🤖 AI Summary
Existing text-to-video diffusion models often generate videos inconsistent with prompts when depicting fine-grained compositional semantics involving entity relationships, attributes, actions, and motion directions. This work proposes Compositional Video Guidance (CVG), a method that leverages cross-attention maps from a frozen diffusion model during inference to train a lightweight compositional classifier. The classifier—built upon a vision-language model backbone—guides the early denoising process via its gradients, without requiring architectural modifications or retraining. Notably, it generalizes across semantically related compositional labels without relying on category-specific features or additional control signals. Experiments demonstrate that CVG significantly improves prompt fidelity on compositional text-to-video benchmarks while preserving high visual quality.
📝 Abstract
Text-to-video diffusion models generate realistic videos, but often fail on prompts requiring fine-grained compositional understanding, such as relations between entities, attributes, actions, and motion directions. We hypothesize that these failures need not be addressed by retraining the generator, but can instead be mitigated by steering the denoising process using the model's own internal grounding signals. We propose \textbf{CVG}, an inference-time guidance method for improving compositional faithfulness in frozen text-to-video models.
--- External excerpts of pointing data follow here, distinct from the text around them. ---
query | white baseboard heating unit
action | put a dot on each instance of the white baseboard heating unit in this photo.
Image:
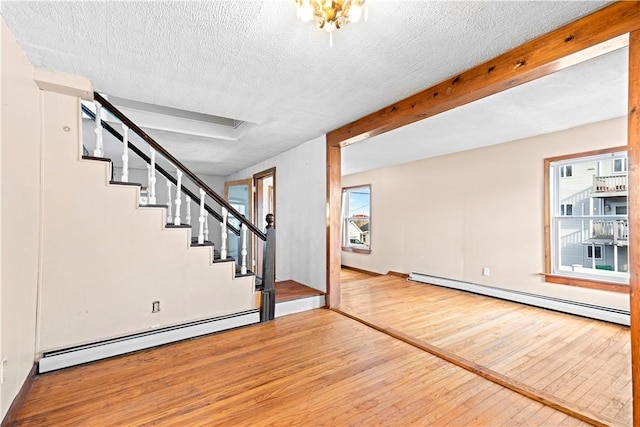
(607, 314)
(114, 347)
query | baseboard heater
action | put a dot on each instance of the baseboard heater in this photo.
(607, 314)
(72, 356)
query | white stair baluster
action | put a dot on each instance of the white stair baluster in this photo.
(201, 218)
(243, 235)
(125, 153)
(176, 218)
(187, 217)
(169, 204)
(206, 226)
(223, 227)
(152, 178)
(98, 151)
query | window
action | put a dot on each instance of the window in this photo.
(587, 237)
(620, 165)
(356, 219)
(591, 249)
(566, 209)
(566, 171)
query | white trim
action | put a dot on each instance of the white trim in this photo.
(299, 305)
(586, 310)
(92, 352)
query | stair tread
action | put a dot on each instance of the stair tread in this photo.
(152, 206)
(135, 184)
(99, 159)
(202, 244)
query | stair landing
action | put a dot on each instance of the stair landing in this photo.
(293, 297)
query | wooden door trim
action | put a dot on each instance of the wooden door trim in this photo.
(578, 41)
(633, 153)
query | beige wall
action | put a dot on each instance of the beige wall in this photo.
(20, 215)
(300, 211)
(452, 215)
(105, 260)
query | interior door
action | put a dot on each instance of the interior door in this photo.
(265, 203)
(239, 195)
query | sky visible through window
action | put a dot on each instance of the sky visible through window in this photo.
(359, 202)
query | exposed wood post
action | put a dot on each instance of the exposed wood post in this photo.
(600, 32)
(633, 132)
(334, 192)
(125, 153)
(98, 149)
(243, 252)
(268, 303)
(176, 217)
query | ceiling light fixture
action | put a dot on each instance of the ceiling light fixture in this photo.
(332, 14)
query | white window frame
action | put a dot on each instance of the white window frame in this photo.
(347, 245)
(558, 171)
(624, 164)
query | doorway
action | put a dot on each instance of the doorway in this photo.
(238, 194)
(265, 203)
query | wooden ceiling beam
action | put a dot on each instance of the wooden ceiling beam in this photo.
(602, 31)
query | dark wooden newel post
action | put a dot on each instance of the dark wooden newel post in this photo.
(268, 306)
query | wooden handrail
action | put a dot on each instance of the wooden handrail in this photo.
(194, 178)
(160, 169)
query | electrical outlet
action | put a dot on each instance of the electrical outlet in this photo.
(3, 370)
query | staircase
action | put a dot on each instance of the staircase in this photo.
(122, 272)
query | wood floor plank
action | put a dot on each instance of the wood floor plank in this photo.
(581, 361)
(311, 368)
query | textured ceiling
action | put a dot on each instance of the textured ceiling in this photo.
(253, 61)
(590, 92)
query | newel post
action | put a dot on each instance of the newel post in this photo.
(268, 306)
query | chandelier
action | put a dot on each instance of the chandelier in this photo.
(331, 14)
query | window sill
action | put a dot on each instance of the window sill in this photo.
(587, 283)
(356, 250)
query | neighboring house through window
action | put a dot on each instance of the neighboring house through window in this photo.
(587, 232)
(356, 219)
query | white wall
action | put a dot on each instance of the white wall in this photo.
(450, 216)
(300, 211)
(20, 215)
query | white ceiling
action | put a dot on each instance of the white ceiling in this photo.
(253, 61)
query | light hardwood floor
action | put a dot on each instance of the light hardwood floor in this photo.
(583, 363)
(313, 368)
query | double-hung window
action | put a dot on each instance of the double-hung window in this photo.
(587, 237)
(356, 219)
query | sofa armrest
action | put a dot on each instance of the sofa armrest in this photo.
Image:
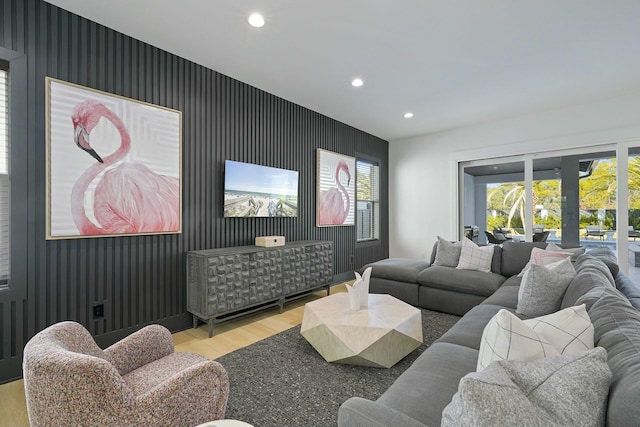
(150, 343)
(359, 412)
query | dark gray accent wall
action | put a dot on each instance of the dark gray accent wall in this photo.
(141, 280)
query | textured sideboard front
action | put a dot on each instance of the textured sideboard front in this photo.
(228, 281)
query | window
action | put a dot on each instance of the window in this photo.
(4, 174)
(367, 200)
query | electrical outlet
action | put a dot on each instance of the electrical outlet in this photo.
(98, 311)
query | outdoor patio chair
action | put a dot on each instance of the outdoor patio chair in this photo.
(496, 239)
(594, 231)
(541, 237)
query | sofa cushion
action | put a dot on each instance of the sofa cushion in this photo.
(495, 262)
(590, 263)
(573, 252)
(515, 255)
(474, 257)
(506, 296)
(617, 329)
(465, 281)
(544, 258)
(569, 330)
(542, 288)
(630, 289)
(567, 390)
(506, 337)
(581, 284)
(607, 256)
(447, 253)
(424, 389)
(468, 330)
(400, 269)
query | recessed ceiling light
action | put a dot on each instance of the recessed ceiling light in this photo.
(256, 20)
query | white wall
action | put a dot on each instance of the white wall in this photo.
(422, 191)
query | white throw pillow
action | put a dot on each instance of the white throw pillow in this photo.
(544, 257)
(569, 330)
(447, 253)
(567, 390)
(474, 257)
(506, 337)
(542, 288)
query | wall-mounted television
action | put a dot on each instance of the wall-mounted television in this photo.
(252, 190)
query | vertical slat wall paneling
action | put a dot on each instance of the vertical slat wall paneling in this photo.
(141, 279)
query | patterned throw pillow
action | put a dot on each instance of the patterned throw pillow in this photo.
(541, 289)
(447, 253)
(544, 257)
(506, 337)
(474, 257)
(569, 330)
(567, 390)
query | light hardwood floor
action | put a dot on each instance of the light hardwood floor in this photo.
(227, 337)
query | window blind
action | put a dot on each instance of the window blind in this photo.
(4, 174)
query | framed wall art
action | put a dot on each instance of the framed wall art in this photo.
(114, 164)
(336, 188)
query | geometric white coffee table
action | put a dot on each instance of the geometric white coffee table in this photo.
(379, 335)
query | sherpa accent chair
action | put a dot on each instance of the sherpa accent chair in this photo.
(139, 381)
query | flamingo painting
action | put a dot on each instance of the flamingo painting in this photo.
(128, 197)
(335, 204)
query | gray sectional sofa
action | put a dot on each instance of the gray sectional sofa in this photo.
(419, 395)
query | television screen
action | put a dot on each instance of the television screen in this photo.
(259, 191)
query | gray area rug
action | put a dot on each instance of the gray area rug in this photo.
(282, 381)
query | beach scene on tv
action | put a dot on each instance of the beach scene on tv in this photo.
(259, 191)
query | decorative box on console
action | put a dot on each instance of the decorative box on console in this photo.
(269, 241)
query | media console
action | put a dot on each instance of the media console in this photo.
(225, 283)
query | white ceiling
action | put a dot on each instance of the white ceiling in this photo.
(452, 63)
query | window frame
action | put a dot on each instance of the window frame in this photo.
(376, 239)
(18, 151)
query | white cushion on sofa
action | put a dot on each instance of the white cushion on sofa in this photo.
(566, 390)
(447, 253)
(474, 257)
(506, 337)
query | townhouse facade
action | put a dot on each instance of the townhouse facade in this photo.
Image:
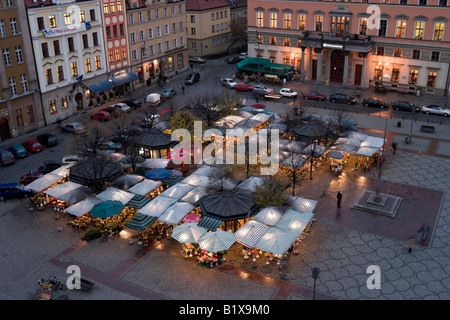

Our key observation is that cross-attention maps already encode how prompt concepts are grounded across space and time. We train a lightweight compositional classifier on these attention features and use its gradients during early denoising steps to steer the latent trajectory toward the desired composition. Built on a frozen VLM backbone, the classifier transfers across semantically related composition labels rather than relying only on narrow category-specific features. CVG improves compositional generation without modifying the model architecture, fine-tuning the generator, or requiring layouts, boxes, or other user-supplied controls. Experiments on compositional text-to-video benchmarks show improved prompt faithfulness while preserving the visual quality of the underlying generator.